Getting run into by teammate Jimmie Johnson wasn’t how Dale Earnhardt Jr. envisioned beginning his retirement tour, but that’s the situation Earnhardt found himself in during Sunday’s NASCAR race at Richmond International Raceway.
Earnhardt was running the upper groove around the three-quarter mile track with 43 laps remaining in the Toyota Owners 400, when Johnson’s No. 48 car abruptly body-slammed the No. 88 car as Earnhardt sped off Turn 2. The contact was significant and pushed Earnhardt into the wall, causing further damage.
Johnson was on newer tires and attempting to pass Earnhardt, who was on much older tires due to an aggressive pit strategy employed by crew chief Greg Ives. Earnhardt said spotter T.J. Majors had alerted him that Johnson was passing.
“(Johnson) said he didn’t see us,” Earnhardt said. “He had pitted and got tires and we were out there running around the top and weren’t ready to pit yet.
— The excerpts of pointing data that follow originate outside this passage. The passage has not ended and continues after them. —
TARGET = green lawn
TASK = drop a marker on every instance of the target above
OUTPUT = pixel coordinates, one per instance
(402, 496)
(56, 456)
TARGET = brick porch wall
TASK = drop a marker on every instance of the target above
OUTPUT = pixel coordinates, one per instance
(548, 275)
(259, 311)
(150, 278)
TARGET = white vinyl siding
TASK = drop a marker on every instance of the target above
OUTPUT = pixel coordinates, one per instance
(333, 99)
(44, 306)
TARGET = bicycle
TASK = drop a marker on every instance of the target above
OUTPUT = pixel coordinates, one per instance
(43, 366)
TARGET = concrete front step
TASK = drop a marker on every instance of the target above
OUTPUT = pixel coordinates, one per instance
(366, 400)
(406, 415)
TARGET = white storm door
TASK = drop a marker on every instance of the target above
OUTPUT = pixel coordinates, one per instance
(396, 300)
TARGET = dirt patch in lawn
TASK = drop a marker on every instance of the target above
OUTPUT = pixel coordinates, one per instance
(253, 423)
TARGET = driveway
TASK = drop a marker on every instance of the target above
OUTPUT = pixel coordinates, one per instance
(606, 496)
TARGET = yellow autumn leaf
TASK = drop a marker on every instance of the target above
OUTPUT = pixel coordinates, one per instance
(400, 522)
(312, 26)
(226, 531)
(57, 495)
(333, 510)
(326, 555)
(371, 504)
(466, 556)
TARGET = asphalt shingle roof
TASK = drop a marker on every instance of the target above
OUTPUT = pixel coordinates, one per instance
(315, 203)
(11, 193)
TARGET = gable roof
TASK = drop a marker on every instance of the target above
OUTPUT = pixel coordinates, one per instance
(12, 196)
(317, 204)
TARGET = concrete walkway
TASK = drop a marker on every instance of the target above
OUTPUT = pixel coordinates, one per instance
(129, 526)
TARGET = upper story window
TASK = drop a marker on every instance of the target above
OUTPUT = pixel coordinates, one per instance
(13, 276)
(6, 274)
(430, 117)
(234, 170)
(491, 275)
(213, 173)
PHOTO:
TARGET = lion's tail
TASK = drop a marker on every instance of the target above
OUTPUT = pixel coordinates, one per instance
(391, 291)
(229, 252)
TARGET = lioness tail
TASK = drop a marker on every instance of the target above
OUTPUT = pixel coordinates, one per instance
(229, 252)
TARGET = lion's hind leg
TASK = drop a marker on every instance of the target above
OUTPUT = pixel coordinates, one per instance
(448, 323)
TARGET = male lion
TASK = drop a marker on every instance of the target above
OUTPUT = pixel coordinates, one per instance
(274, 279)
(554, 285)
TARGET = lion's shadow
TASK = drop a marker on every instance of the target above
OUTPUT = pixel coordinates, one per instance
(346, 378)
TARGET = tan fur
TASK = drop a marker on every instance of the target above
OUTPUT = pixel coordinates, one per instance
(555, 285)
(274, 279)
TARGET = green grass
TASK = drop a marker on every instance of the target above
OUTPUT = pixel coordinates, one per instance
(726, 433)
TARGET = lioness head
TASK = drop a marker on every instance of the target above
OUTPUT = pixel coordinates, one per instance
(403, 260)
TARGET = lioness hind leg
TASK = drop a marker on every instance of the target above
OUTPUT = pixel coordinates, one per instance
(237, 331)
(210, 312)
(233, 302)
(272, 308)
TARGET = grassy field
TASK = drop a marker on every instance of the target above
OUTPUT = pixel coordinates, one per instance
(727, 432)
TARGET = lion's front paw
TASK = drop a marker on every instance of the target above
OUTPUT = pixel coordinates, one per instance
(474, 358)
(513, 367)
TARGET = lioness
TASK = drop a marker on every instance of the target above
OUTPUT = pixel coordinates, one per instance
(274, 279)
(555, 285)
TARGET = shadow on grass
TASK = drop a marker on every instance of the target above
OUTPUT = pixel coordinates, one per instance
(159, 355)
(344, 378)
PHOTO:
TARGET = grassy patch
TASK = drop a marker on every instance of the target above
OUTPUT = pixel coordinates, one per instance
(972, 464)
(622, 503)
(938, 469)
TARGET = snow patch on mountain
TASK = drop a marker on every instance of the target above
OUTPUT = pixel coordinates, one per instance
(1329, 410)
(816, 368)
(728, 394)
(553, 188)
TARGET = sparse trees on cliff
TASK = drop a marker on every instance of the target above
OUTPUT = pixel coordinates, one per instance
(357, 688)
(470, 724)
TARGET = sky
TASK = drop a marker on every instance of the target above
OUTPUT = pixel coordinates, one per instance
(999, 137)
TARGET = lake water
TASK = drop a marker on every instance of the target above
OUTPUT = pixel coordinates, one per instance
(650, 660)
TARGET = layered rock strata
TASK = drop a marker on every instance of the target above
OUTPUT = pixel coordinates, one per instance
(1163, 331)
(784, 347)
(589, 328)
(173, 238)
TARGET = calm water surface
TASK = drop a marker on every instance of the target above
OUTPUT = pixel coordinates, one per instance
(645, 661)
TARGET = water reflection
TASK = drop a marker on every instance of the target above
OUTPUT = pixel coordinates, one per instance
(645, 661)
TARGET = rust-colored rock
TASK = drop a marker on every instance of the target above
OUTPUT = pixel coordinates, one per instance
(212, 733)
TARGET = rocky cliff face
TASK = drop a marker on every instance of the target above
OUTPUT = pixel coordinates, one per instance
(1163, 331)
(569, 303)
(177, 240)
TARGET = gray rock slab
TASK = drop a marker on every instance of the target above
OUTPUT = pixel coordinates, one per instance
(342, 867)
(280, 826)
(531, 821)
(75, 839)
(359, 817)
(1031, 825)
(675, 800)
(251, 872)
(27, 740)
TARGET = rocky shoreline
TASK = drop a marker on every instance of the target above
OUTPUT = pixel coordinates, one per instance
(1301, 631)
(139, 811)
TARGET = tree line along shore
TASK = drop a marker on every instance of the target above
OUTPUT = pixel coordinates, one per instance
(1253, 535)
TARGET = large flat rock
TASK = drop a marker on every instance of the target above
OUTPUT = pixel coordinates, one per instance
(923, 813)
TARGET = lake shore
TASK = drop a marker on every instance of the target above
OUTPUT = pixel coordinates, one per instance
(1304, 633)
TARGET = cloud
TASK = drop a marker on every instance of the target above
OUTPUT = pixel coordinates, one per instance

He said he didn’t get any notice that he had a car outside.
“It was an explosion.”
Johnson took full responsibility for the accident, immediately radioing to his No. 48 team that he didn’t know Earnhardt was to his outside and then apologizing post-race. The Hendrick Motorsports teammates spoke on pit road after the race concluded to review the collision and there were no hard feelings between the two. Both drivers later made light of the run-in on social media.
Earnhardt was later involved in another incident when a punctured tire caused him to spin. He finished 30th, with Johnson able to continue on despite the damage to place 11th.
“I just have to try to figure out if I just didn’t hear it being told to me or if it wasn’t told to me,” Johnson said. “I just feel terrible, obviously. Man, I’m surprised our cars even kept rolling after that because I just body-slammed him into the wall and I could have easily not heard the clear or something else happened.
“I don’t know, but that’s the last thing you want to have happen with a teammate.”
Instead, Richmond represented a continuation of what has been frustrating season where the No. 88 Chevrolet has regularly lacked competitiveness, and Earnhardt often inflicted by bad luck when he’s had a car possessing speed. On Sunday, Earnhardt spent much of the race outside the top 15, prompting Ives’ pit strategy gamble.
Earnhardt now has finished 30th or worse in five of nine races this season, and ranks 24th in the points standings. He trails Ricky Stenhouse Jr. by 60 points for the final provisional playoff berth.
“Just terrible luck,” Earnhardt said. “I don’t know what to do. But, we were probably going to finish anywhere around 10th to 15th today -- not all that awesome -- but we just had such terrible luck.”